I am new to GTO's and this forum so please excuse my naïve questions.

I just bought a Burgundy 1965 GTO.

It has the original stock wheels and original red line tires.

While I like the tires themselves, I do not like the wheels.

I am thinking of buying these 5 spoke, shiny silver rims from American Racing:

14 inch 14X7 Torq Thrust II Wheels Rims Early General Motors 5x4 75 4 0BS | eBay

Can anyone give me opinions on these wheels please?


----------



## Rukee (Feb 8, 2007)

I think they look too new. Although not saying they wouldn't look great on the car. I like the original Cragars which are period correct as I was told they first came out in `66.


I boned your other thread, please don't start more threads covering the same subject.


----------



## Tridentine (Aug 8, 2013)

Thanks Rukee.

What do Cragers from '66 look like?


----------



## Tridentine (Aug 8, 2013)

Rukee,
I like the wheels on your picture of your 65 in the snow.

Are they Cragers?


----------



## Rukee (Feb 8, 2007)

The rims on my `65 are the style. If the picture in the snow is when the car is Blue Charcoal, yes they are Cragars, if the car was white, then those were just steel wheels.
I bought these at Summit Racing, 14" on the front and 15s on the back.


----------



## Tridentine (Aug 8, 2013)

Are these wheels appropriate for a 1965 GTO, and is this a fair price for a set of 4?:
Cragar 08 61 s s Super Sport Chrome Wheel 14"x7" 5x4 75" Set of 4 61716 4 | eBay

Thank you.


----------



## geeteeohguy (Feb 2, 2008)

How about the old style American Racing Torque Thrusts in aluminum with the dark grey spokes?

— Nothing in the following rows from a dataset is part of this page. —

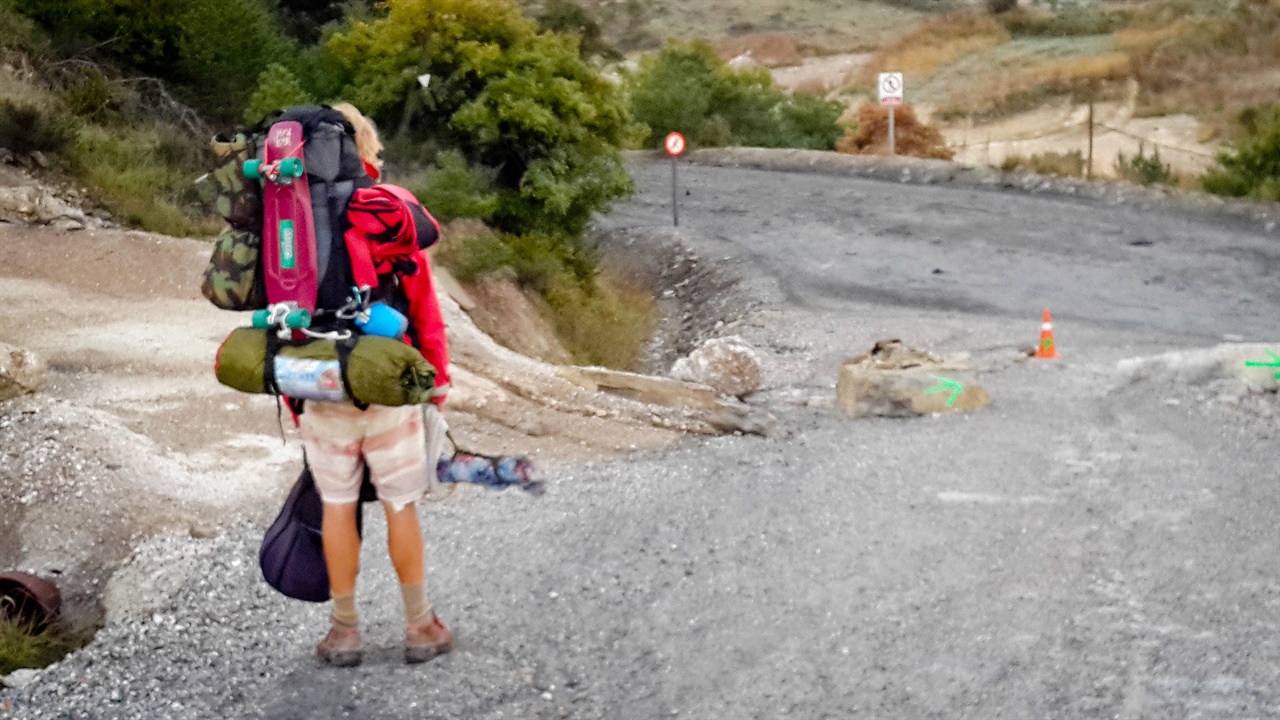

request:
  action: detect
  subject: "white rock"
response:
[671,336,764,397]
[0,342,47,402]
[0,667,40,691]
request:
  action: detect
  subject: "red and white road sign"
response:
[878,73,902,105]
[662,132,686,156]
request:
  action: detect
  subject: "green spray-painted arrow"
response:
[1244,348,1280,380]
[924,376,962,407]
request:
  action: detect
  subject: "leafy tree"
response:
[628,42,844,150]
[524,0,622,60]
[244,63,315,126]
[1201,105,1280,200]
[324,0,632,237]
[10,0,291,119]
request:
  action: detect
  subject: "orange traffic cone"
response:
[1036,307,1061,360]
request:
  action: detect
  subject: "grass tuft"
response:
[1000,150,1084,178]
[0,620,81,675]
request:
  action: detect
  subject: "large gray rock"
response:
[836,340,991,418]
[0,184,88,229]
[671,336,764,397]
[0,342,47,402]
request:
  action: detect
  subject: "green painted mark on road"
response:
[1244,348,1280,380]
[924,376,962,407]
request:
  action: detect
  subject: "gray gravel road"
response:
[0,154,1280,719]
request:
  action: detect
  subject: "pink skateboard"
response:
[244,122,320,313]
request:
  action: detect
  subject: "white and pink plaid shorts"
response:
[300,402,434,511]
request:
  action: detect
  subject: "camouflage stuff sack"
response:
[200,135,266,310]
[200,227,266,310]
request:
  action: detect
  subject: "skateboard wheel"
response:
[275,158,302,178]
[284,307,311,329]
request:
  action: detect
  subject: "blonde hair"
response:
[333,102,383,170]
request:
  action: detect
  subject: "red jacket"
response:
[401,250,449,406]
[344,184,449,405]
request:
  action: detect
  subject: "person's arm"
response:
[403,251,449,406]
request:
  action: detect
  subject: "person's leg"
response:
[383,502,453,662]
[320,502,360,594]
[301,402,364,665]
[364,399,453,662]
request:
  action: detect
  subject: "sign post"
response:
[877,73,902,155]
[662,132,687,228]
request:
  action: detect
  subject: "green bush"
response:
[628,42,844,150]
[435,225,653,370]
[1000,150,1084,178]
[1201,105,1280,200]
[1000,8,1129,37]
[243,63,315,126]
[524,0,622,60]
[404,150,498,223]
[1116,145,1176,184]
[8,0,293,120]
[0,100,78,155]
[72,124,218,237]
[324,0,632,237]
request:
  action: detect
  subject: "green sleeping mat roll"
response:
[214,328,435,405]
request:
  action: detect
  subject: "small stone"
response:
[3,667,40,691]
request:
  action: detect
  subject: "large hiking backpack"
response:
[201,105,374,310]
[202,106,443,406]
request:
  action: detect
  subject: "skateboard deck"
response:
[259,122,320,313]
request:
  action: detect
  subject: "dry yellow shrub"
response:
[836,102,955,160]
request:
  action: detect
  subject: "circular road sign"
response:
[663,132,686,156]
[879,73,902,105]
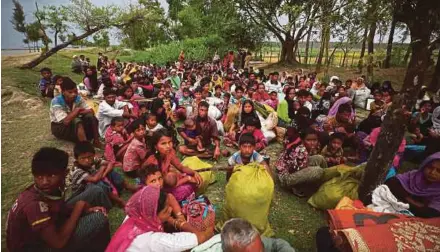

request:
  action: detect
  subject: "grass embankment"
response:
[1,48,412,251]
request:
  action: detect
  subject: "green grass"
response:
[1,48,416,251]
[1,48,324,251]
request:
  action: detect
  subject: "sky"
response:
[1,0,168,49]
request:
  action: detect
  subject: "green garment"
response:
[191,234,295,252]
[277,100,291,123]
[170,75,180,91]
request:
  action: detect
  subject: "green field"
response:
[1,50,414,251]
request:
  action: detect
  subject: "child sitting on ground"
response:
[104,117,133,163]
[264,91,278,110]
[71,142,137,208]
[241,117,267,152]
[321,132,346,167]
[6,147,110,251]
[38,67,55,98]
[122,120,147,178]
[140,165,186,220]
[226,133,274,180]
[145,113,163,137]
[405,124,423,145]
[183,119,205,152]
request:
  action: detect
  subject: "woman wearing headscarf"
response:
[385,152,440,218]
[423,106,440,157]
[277,87,299,127]
[106,186,213,252]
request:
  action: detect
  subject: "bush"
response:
[120,35,232,65]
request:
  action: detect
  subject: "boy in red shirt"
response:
[6,147,110,252]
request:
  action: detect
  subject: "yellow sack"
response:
[84,99,99,116]
[307,162,364,210]
[182,156,215,195]
[217,163,274,237]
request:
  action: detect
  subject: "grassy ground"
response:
[1,48,416,251]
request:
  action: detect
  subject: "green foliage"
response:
[120,0,170,50]
[120,35,231,64]
[10,0,26,33]
[93,30,110,51]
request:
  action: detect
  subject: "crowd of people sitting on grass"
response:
[7,51,440,251]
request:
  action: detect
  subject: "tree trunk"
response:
[403,44,412,65]
[280,37,295,64]
[20,26,105,69]
[53,31,58,46]
[359,12,432,204]
[367,20,377,54]
[360,25,368,58]
[316,25,330,72]
[428,52,440,92]
[383,15,397,68]
[304,24,313,65]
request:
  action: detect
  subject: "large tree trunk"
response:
[304,25,313,65]
[280,37,295,64]
[383,15,397,68]
[359,14,431,203]
[403,44,412,65]
[360,25,368,58]
[20,26,105,69]
[316,25,330,72]
[428,52,440,92]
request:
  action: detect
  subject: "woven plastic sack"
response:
[217,163,274,237]
[182,156,215,195]
[307,164,363,210]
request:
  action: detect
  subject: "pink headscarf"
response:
[328,97,356,119]
[105,186,163,252]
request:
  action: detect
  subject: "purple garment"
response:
[165,183,196,202]
[328,97,356,119]
[396,152,440,211]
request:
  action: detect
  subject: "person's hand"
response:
[213,147,221,159]
[193,171,203,187]
[87,206,107,216]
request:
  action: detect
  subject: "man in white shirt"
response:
[98,88,137,137]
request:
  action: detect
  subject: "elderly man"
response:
[191,218,295,252]
[50,77,101,147]
[177,101,220,159]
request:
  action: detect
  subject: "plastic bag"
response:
[217,163,274,237]
[182,156,215,195]
[307,166,364,210]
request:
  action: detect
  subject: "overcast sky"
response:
[1,0,168,49]
[1,0,406,49]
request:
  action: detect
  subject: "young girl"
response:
[104,117,133,162]
[321,132,346,167]
[241,117,268,152]
[122,120,147,178]
[145,113,163,136]
[118,86,142,118]
[275,128,327,197]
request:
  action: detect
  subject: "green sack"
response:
[217,163,274,237]
[307,165,365,210]
[182,156,215,195]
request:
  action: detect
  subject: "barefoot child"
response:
[122,120,147,178]
[321,132,346,167]
[141,165,185,220]
[6,147,110,251]
[226,133,274,180]
[145,113,163,137]
[183,119,205,152]
[104,117,133,163]
[71,142,136,208]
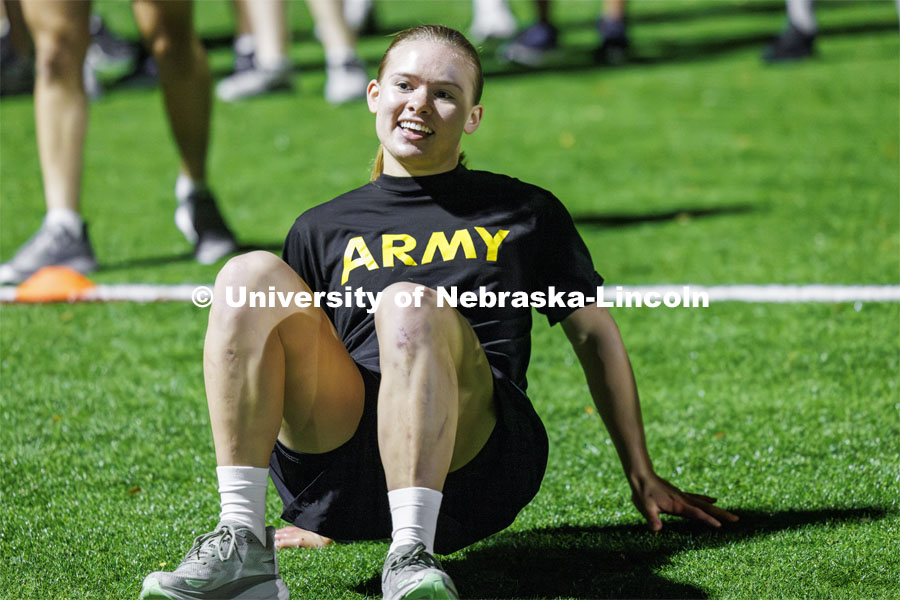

Period perfect and they are an excellent wheel, too.


----------



## Rukee (Feb 8, 2007)

Those are the style I mentioned, however I don't think the 2.625" back spacing is correct. Check this page for proper fitment.
https://www.rsracing.com/tech-wheel.html


----------



## Tridentine (Aug 8, 2013)

Thank you GTO Guy, but I really prefer the brighter look.


----------



## Tridentine (Aug 8, 2013)

Rukee said:


> Those are the style I mentioned, however I don't think the 2.625" back spacing is correct. Check this page for proper fitment.
> https://www.rsracing.com/tech-wheel.html


Rukee, what is the correct back spacing for a 65, or do they differ from car to car?


----------



## Rukee (Feb 8, 2007)

Not positive, but I think mine are like 4 1/2 to 4 3/4". Others may chime in too.


----------



## geeteeohguy (Feb 2, 2008)

If you prefer the brighter look, you can't go wrong with Cragars. If you're rich, you could install a reproduction set of Hurst wheels and really turn some heads!!


----------